Der Sturm hatte Bäume gespalten und Telefonmasten aus der Erde gedreht; ständig musste Terry mit dem Jaguar abgebrochenen Ästen und umgestürzten Briefkästen ausweichen. Fast hätte man meinen können, eine unterirdische Explosion, eine gewaltige Detonation hätte die ganze Stadt erschüttert und überall Trümmer zurückgelassen.

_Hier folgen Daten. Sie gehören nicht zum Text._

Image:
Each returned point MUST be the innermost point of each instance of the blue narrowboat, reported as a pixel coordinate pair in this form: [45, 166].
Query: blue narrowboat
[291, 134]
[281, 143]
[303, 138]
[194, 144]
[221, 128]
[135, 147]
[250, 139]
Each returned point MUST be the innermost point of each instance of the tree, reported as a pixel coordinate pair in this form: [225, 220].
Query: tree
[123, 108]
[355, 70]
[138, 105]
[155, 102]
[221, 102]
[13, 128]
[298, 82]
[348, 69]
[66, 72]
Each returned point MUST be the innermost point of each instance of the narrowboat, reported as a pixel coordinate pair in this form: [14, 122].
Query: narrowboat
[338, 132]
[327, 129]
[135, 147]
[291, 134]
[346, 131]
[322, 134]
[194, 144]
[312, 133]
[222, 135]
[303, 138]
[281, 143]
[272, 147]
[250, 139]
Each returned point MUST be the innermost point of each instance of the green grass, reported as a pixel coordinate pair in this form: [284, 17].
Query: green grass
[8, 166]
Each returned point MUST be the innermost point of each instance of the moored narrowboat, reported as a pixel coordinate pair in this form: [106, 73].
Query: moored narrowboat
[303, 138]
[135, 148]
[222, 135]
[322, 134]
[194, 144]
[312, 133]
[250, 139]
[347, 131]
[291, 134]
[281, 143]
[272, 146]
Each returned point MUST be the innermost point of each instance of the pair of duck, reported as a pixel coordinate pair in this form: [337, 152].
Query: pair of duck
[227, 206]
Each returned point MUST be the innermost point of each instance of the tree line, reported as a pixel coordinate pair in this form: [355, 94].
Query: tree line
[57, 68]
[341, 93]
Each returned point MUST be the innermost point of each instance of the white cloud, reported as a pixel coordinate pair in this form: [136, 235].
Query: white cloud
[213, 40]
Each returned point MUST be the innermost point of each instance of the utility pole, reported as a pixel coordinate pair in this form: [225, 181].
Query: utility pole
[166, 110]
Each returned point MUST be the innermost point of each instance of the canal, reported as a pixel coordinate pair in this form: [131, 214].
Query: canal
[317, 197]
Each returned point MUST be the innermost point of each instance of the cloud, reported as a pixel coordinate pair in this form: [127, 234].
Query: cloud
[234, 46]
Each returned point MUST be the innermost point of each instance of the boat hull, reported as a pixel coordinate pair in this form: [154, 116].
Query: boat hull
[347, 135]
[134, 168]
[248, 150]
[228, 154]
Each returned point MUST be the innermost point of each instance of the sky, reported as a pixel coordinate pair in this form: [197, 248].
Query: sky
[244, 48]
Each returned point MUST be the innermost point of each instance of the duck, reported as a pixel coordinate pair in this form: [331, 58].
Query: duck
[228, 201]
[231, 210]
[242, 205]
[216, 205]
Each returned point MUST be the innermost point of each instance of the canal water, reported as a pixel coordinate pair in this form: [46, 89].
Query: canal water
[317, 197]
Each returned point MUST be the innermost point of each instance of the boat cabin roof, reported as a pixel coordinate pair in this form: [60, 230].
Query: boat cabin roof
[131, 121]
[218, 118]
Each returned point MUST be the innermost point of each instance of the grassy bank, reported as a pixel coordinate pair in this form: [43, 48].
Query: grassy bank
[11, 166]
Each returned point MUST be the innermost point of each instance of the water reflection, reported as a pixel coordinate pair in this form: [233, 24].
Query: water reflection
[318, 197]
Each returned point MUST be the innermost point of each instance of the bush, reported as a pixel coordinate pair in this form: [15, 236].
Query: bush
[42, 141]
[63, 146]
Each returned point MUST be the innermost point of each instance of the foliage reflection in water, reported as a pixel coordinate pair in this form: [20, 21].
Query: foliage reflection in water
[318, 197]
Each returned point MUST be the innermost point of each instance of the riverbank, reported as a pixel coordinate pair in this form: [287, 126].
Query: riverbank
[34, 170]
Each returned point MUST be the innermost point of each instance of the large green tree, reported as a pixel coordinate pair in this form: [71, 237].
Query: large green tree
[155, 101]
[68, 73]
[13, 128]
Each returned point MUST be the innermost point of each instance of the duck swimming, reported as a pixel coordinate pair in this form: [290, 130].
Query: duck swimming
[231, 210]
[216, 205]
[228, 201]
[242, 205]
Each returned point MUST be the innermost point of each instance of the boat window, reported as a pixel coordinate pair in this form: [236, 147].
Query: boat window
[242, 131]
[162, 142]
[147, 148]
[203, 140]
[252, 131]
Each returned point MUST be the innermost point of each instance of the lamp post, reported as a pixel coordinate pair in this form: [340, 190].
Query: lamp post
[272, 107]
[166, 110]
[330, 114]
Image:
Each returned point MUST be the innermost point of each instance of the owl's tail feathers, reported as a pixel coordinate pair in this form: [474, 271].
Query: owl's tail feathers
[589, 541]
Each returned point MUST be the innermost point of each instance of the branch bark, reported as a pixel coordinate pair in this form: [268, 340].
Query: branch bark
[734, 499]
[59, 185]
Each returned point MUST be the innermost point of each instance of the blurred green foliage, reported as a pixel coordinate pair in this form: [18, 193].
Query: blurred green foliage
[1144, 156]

    Der Vorort Harmon Gates war ein Gewirr aus Straßen und zitrusfarbenen Häusern mit Doppelgaragen und hin und wieder einem Swimmingpool im Garten. Lees Mutter, die Krankenschwester, eine Frau Mitte fünfzig, war vor ihrem im Queen-Ann-Stil erbauten Haus damit beschäftigt, Äste von ihrem Cadillac zu zerren und hatte die Lippen wütend aufeinandergepresst. Terry ließ Ig aussteigen und sagte, er solle anrufen, wenn er wieder abgeholt werden wollte.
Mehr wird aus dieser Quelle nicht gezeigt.